In an interview on Tuesday, the trust’s president, who also doubles as International Tobacco Growers Association of Malawi president Abiel Masache Kalima Banda said despite the good prices being offered this season, farmers are spending most of their earnings on livelihood amid rising prices.
He said: “Farm inputs have become expensive, so too the cost of living. The money being generated now from the tobacco sales is being used for consumption.
“It will be difficult to secure inputs when the time comes because most of them have become expensive and we always buy them when the kwacha has appreciated. A lot of farmers are now relying on merchant and farm input loans.”
After 19 weeks of sales, earnings from the country’s major export crop, tobacco, reached $194.9 million (K159 billion) from the sale of 121.7 million kg, surpassing 2020’s earnings recorded at $174.5 million (K143 billion) from the sale of 113.8 million kg.
Prices have also remained elevated at $1.6 (K1 312) per kg from the previous season’s $1.53 (K1 255) while the rejection rate has improved to 25 percent during the week under review from 35 percent.
Meanwhile, the kwacha continues to atypically depreciate against major trading currencies despite ongoing sales of tobacco, shedding off 0.86 percent against the US dollar to K812.51 in July 2021 from K805.59 the previous month.
To signify a prevailing excess demand for foreign currency amid low supply, the central bank also revised upwards the country’s foreign exchange monthly requirement by 20 percent to $250 million.

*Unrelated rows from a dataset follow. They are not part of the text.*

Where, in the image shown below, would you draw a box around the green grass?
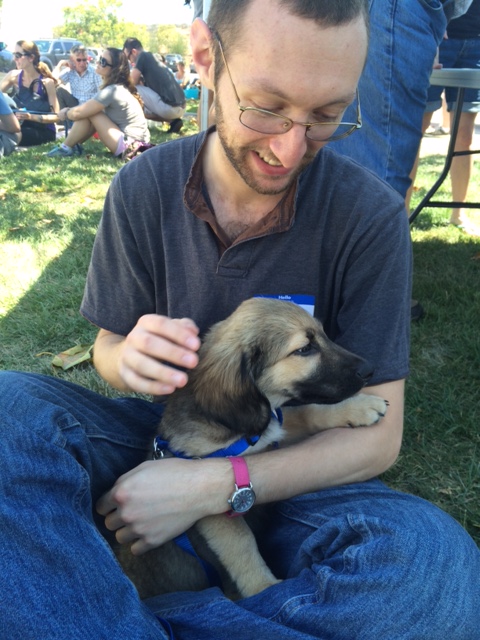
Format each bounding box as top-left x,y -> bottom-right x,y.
0,120 -> 480,542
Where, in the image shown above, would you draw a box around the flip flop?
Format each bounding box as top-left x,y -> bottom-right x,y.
448,222 -> 480,237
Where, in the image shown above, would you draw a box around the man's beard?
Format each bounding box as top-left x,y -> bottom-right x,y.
215,100 -> 317,196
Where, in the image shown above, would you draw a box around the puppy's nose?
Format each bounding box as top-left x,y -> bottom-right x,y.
356,360 -> 373,384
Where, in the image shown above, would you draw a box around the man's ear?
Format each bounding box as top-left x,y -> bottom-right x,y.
190,18 -> 214,91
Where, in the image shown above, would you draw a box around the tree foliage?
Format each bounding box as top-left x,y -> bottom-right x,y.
52,0 -> 188,55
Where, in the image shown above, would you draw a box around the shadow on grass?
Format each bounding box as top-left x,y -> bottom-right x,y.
0,202 -> 101,373
385,228 -> 480,543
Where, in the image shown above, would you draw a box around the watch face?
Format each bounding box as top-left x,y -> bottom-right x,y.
230,487 -> 255,513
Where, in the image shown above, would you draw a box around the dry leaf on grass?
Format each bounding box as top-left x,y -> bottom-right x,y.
52,344 -> 93,371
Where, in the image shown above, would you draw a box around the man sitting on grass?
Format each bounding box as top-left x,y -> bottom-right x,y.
123,38 -> 186,133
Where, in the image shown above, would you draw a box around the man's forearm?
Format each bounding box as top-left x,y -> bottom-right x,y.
246,380 -> 404,502
93,331 -> 131,391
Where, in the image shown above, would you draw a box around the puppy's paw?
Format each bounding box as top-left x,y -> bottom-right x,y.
241,579 -> 283,598
348,393 -> 388,427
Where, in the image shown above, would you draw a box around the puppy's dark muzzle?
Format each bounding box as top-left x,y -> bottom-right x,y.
355,360 -> 373,386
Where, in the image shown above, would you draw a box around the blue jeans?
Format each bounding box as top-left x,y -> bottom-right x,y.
332,0 -> 446,197
0,372 -> 480,640
425,38 -> 480,113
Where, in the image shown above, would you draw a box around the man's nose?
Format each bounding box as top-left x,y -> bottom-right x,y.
270,124 -> 308,169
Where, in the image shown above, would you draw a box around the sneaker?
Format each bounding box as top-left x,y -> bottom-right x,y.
167,118 -> 183,133
46,144 -> 83,158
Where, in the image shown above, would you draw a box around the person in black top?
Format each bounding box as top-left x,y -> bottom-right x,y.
123,38 -> 186,133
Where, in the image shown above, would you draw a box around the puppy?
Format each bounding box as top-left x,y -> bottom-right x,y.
117,298 -> 387,598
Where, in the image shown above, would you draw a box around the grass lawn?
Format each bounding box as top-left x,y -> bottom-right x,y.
0,114 -> 480,542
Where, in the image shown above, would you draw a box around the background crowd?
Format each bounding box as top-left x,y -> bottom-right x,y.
0,38 -> 188,157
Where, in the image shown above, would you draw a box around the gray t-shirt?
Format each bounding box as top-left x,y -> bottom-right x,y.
81,127 -> 411,384
94,84 -> 150,142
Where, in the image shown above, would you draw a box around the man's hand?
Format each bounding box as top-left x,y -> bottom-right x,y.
96,458 -> 232,555
94,314 -> 200,395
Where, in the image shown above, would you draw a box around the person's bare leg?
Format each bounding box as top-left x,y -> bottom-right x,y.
64,118 -> 95,147
90,113 -> 124,154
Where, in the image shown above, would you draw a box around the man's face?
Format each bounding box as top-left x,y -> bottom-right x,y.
215,0 -> 367,195
70,51 -> 88,76
123,49 -> 139,64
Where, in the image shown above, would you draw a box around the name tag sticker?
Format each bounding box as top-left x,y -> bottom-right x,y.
255,293 -> 315,316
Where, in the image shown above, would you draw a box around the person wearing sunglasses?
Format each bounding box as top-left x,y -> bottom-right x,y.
0,40 -> 59,147
0,92 -> 22,160
47,47 -> 150,158
52,45 -> 102,109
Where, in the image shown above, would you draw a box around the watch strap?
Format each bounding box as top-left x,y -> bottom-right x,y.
228,456 -> 250,489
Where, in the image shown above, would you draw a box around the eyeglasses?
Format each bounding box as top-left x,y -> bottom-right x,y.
214,34 -> 362,142
97,58 -> 113,67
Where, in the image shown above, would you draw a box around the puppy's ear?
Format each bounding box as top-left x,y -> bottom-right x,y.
192,345 -> 271,437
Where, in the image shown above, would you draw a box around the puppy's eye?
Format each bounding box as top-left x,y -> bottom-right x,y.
292,342 -> 314,356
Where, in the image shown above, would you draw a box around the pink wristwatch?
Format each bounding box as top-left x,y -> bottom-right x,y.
227,456 -> 256,517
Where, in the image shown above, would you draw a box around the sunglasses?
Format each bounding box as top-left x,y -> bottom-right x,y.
97,58 -> 113,67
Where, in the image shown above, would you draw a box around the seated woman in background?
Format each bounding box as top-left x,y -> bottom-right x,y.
47,47 -> 150,158
0,40 -> 59,147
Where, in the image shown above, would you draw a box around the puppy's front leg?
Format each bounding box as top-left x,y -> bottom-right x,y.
195,515 -> 280,598
282,393 -> 387,442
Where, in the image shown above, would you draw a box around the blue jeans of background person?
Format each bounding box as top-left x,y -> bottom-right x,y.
332,0 -> 446,197
0,372 -> 480,640
425,38 -> 480,113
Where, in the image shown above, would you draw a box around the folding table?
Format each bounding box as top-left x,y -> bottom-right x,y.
409,69 -> 480,223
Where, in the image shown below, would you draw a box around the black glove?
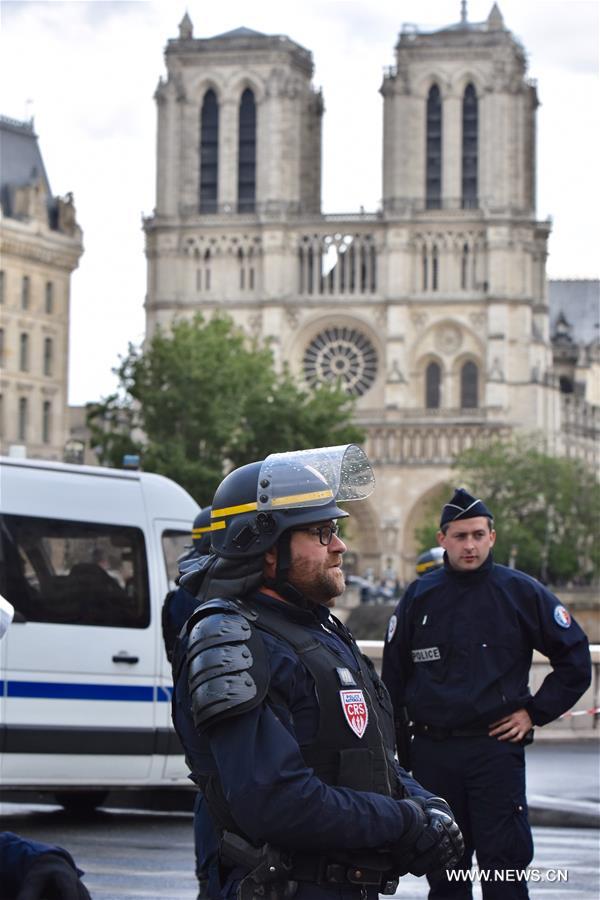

On the other hand, pressure on prices continues to rise with RBM projecting an elevated path for inflation, projected to average 8.8 percent in 2021, representing a 0.4 percent upward adjustment from an earlier projection of 8.4 percent.
Rising prices of key imports and depreciation of the Kwacha will likely cause higher inflation rates which will raise the cost of living.
AHL tobacco sales spokesperson Tereza Ndanga observed on Tuesday that with the slightly higher average price now, the projection could slightly be higher next season.
She said: “The higher average price in the season means good returns for the grower. As a market operator, we note that production within licenced volumes, good care for the leaf, good presentation on the market and a transparent operation of the market has all helped to attract good prices and the success of the 2021 season.”
Tobacco Commission chief executive officer Joseph Chidanti Malunga was not readily available for comment.
However, in an earlier interview, he said the tobacco regulator is working on reducing production costs in the industry to ensure that the grower benefit.